Posts Tagged ‘random’
My name dances pulsing cadence in your words wake me from an inescapable nightmare and I swallow the whole universe with my morning stretch. You shine down on me beams of light brighter than Helios, and seer away the chill of night. I pull your rays around me unwilling to abandon this bed of warmth.
You, my sun.
Hours shift you anxious urging me ablaze into my day. Reluctant I lumber down the hall beckoning you like moths. Story the whole of everything grooved permanent in my hands, read me like a favorite book again and again. And watch spellbound my departure culling your return.
Open wide the window and summon sweet the chickadee’s song drift us intoxicated. Swoop in the crow to eat you whole and darkness rains upon me once again. The night terrorizes me silent frozen statue I will not move forgotten. Petrified dreams bronzed curls rise above my head spiraling crown and mimic you.
You, my sun.
I am not good sharing my thoughts with others, not in a deeper sense. I tread lightly in this world as I know we have all suffered too much and I wish to cause no more, for others, for myself. I have spent far too much time staring at the past recently. It is not like me. I have never been a past dweller. I have always focused forward with hope filled eyes.

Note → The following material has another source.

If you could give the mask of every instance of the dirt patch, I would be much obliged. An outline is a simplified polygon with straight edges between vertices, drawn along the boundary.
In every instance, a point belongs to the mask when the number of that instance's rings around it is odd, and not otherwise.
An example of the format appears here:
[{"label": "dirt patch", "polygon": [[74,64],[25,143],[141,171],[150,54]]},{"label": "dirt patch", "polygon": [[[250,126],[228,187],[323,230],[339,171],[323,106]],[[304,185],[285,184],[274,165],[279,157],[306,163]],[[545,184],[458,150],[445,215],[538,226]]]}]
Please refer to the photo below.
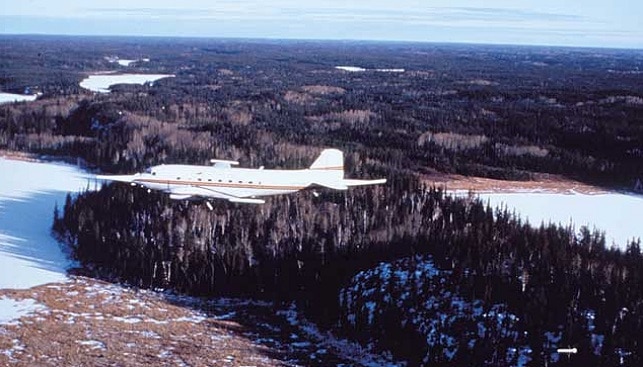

Have you ever stopped everything and just sat down refusing to move completely disregarding the inertia of things and people around you urging you desperately to move in some direction? I have done this in my life, in every single way, recently. I am all but holding my breath to not move in the slightest way just to avoid doing the wrong thing. I am paralyzed by a lack of will to move on, even if it is all that I am supposed to do, some act of willful defiance within refuses to allow me to budge. I spent far too much time picking my every emotional wound trying to goad myself onto a new path and I find my fingernails littered with bloodied thoughts of useless futility. I shall not move on, not today.
I’ve cried so many tears my eyes have evaporated and I no longer see who I am anymore. I can but make out a vague recollection of pieces of who I once was and I disappear into this unmovable version of me and grow thick an alabaster column cementing me to a statue of a memory.
If I were consistent, I would update this site each day and regale you with colorful thoughts that cross my mind. I would place my political beliefs in the display at the window in my mind. I would bring you to tears with sorrows we’ve all been felt too deep to explain. I would make you laugh out loud so your colleagues think you are mad. I would share with you whimsical photographs of books I’ve long since read.
If I were consistent, I would delight you with my melancholy poetry or write you a story to help you escape the doldrums of your todays. I would whisk you into my everyday imaginations, creative adventures. I would photo-journal my expressive birthday gift adventures, my valentine’s day crafted love notes. I would fill your ears with the musical compilations that help me relax or sleep or cry or smile or feel connected to the human race again.
If I were consistent, I would ramble on and on and on about the healthcare reform or the caucasians in the United States becoming the minorities or the Irish mobsters hanging about in my family tree. I would scan in the pictures of birds or snap a few of the hummingbabies that visit me all day, every day. I would write elaborate, in-depth reviews of the books I devour. I would tell you how much I love my new Nook, I would tell you I got one for Valentine’s Day and I would tell you just how lovely a gift that was for that holiday, how fitting it was for me.
I would roll the vernacular dice and win your devotion, inviting you to visit 21 times a day just to see if I updated my silly blog, if I were consistent.